年前沈如璇已经成亲,夫家就在津口,这回是特地为了安慰沈如叶,才将其接来津口过年的,谁想会撞见木奕珩,和他传闻中那个相好的寡妇。
林云暖曾给沈家女眷服务过,如何不识他们身份,登时有些尴尬。悄悄甩掉木奕珩的手。
“二位怎会在一处?”沈如璇目光落在二人袖中紧握的手上,林云暖想挣,没能挣开。
“莫非……”沈如璇笑得冰冷,讥讽道,“莫非二位有亲?”
“没听三叔提过,难不成,是姨甥?还是,表姐弟?”
林云暖在沈家人面前多少有些忌讳,她顿了顿,一时不知如何作答。
木奕珩已在旁笑开了,“沈妹妹什么眼色?这位月貌芳龄,不知何处似木某姨母、表姐?”
年龄,是两人永远跨不去的坎,林云暖难免有些伤感,扯一扯他的手,退后一步,想说两句客套话便离开。

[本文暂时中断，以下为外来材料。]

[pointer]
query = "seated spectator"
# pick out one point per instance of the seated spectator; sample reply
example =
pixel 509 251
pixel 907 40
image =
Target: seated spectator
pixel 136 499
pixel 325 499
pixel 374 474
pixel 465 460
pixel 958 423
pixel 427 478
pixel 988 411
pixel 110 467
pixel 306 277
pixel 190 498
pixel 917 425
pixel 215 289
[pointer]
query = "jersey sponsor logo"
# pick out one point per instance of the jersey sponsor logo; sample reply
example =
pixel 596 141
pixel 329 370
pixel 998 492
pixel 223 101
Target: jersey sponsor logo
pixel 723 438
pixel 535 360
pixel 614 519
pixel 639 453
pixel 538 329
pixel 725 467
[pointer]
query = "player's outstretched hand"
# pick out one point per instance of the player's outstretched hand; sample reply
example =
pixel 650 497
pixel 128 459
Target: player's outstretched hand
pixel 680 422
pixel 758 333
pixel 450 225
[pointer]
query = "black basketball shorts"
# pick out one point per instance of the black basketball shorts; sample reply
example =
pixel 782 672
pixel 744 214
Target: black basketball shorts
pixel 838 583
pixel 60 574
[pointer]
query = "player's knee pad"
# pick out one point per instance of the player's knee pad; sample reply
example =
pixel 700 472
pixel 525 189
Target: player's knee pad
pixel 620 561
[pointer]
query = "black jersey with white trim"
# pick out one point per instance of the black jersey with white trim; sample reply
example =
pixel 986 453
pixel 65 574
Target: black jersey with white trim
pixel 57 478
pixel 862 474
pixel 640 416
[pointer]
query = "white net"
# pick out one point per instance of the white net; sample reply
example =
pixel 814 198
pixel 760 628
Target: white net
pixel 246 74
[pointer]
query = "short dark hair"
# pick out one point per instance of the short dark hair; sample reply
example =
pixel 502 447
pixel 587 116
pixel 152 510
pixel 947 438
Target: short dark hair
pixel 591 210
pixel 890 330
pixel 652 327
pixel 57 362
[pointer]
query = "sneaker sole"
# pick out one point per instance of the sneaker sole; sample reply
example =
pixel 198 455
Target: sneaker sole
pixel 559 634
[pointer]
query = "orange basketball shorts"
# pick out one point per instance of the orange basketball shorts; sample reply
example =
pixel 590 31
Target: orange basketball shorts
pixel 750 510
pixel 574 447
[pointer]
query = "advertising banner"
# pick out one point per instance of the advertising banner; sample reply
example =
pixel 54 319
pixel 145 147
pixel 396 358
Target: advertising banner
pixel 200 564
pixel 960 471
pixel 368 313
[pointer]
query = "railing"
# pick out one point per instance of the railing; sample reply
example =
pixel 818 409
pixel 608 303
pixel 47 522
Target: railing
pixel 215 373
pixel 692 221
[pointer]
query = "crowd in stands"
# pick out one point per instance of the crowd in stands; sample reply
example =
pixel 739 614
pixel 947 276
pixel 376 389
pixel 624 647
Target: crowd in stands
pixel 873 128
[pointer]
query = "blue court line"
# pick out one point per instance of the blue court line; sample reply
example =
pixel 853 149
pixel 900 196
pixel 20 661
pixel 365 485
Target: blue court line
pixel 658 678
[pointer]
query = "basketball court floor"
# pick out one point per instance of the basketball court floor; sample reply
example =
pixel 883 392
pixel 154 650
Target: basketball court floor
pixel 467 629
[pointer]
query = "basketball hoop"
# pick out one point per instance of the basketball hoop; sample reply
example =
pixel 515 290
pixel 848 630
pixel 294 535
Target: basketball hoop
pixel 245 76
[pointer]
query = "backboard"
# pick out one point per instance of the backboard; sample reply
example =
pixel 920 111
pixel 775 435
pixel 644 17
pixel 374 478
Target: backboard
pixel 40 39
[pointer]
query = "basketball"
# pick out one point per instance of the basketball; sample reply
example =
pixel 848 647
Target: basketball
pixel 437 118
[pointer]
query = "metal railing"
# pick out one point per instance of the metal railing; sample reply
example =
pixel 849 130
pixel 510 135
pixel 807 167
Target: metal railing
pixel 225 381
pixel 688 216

木奕珩紧紧将她牵住,寸步不让。举目,朝沈如叶致礼:“沈二妹妹也在?”
沈如叶不能逃避,只得缓步下楼,与他见礼:“木九哥。”
两家世代通好,虽退了亲事有些闹僵,在外,木奕珩都把错处揽在自己身上,四处传言自己废了,某些方面“不行”。
别人不知内情,沈家却是知道的。木奕珩挨打,是沈院判亲自上门诊的伤,若他当真废了,就不可能有结亲一事。
沈如叶从没想过,木奕珩喜欢的女人,会是林云暖这种。
且这位林夫人,不久前还被家中猜测,会否与三叔沈世京凑成一对,便是她配三叔,大家都还嫌三叔委屈了,她竟然妄想,攀上木奕珩?
光是年岁,她就不配啊。
更遑论,她那般出身。
“林……”喊林云暖的时候,她迟疑了。
林云暖叫她三叔“沈大哥”,按辈分,她该亲热地喊一声“林姨”。可眼前,她与木奕珩牵着手。
沈如叶都不知该用什么表情去面对二人。
木奕珩微笑道:“刚好在津口遇着两位,可瞧上什么?一并包起,算我贺两位妹妹年喜。”
沈如璇冷笑一声:“不必了!木九爷用什么身份送我们东西?无功不受禄,木九爷还是自己留着吧!”
转头与沈如叶道:“这家店铺一进来就觉得晦气,原来什么脏的旧的的东西都肯招待,我们走,下一家铺子瞧去!”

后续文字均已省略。